Starting a mentoring relationship with young women while they’re still in high school can help combat this kind of socialization, according to staff at iMentor, a non-profit that pairs adolescents from low-income communities with adult mentors.

Amanda D’Avria, iMentor’s director of Volunteers, said that mentoring not only instills the self-confidence Dr. Voigts mentioned—the ability to understand and honor one’s own feelings—but also gives girls specific competencies.

“Things like confidence, perseverance, how you carry yourself in a job interview—that’s what comes from a mentoring relationship,” D’Avria said. “By the time college or that first job comes around, mentees are better positioned than they would have been, because they have a mentor in their lives.”

Maya Nussbaum, the founder of Girls Write Now, agreed. “Having a role model and an example of what you can be is invaluable,” she said.

Having taught adolescents—and having been one myself—I’ve learned that behind the smirks and eye rolls, young people are often touchingly receptive to counsel from adults. The most daunting aspect of teaching for me is the awareness that my words might resound throughout a teenager’s life, for good or ill. This isn’t grandiosity: it happened to me. As a high school student, I was near-worshipful of two English teachers who, in retrospect, were my mentors, though I didn’t know it at the time.

Looking back, they were both twentysomethings, likely wrestling with the same nagging self-doubt and confusion I experienced when I was in my 20s. But in my 16-year-old eyes, they were beyond cool, the kinds of adults I wanted to be: intelligent, capable, witty, well-versed in the art, music, literature, and film I wanted to know more about. It never crossed my mind that they might sometimes feel like they didn’t know what they were doing. In addition to the usual class work, they introduced me to writers like Denis Johnson and and filmmakers like Wes Anderson, who, at the time, were horizon-expanding for me. They taught me to write op-eds and screenplays; they lingered after class to talk and treated my ideas with seriousness; they gave honest feedback, the subtext being they believed I was resilient enough to handle it.

Most importantly, they encouraged me. I’d always dabbled in writing, but they made me feel like it could be a tenable life path for me: They told me I had what it takes. Fifteen years later, I still turn their words over in my mind when I get discouraged, and it’s hard to imagine where I might be without them. When I signed on to be a mentor with Girls Write Now, my hope was that I could be for another high school girl what they were for me.

Do Millennial women, with their easy access to endless streams of commentary on everything from eyeliner application to college essays, really have no use for this kind of relationship? I don’t believe so: mentors continue to serve a singular and necessary purpose. This was clear at the reading I participated in for Girls Write Now.

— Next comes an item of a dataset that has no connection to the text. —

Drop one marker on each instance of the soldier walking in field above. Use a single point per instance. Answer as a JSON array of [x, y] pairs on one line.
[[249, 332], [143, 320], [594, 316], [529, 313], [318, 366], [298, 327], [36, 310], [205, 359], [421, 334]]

I noticed as one of the pairs performed that the mentor had dyed a streak of her hair blue, in a tribute to her mentee’s own vividly colored mane. Mentors take on a role unlike any other, a blending of parent, friend, teacher, and counselor. And even if mentoring doesn’t guarantee a higher income bracket, it does something that can’t be quantified or provided by the Internet: it assures young women they have someone in their corner.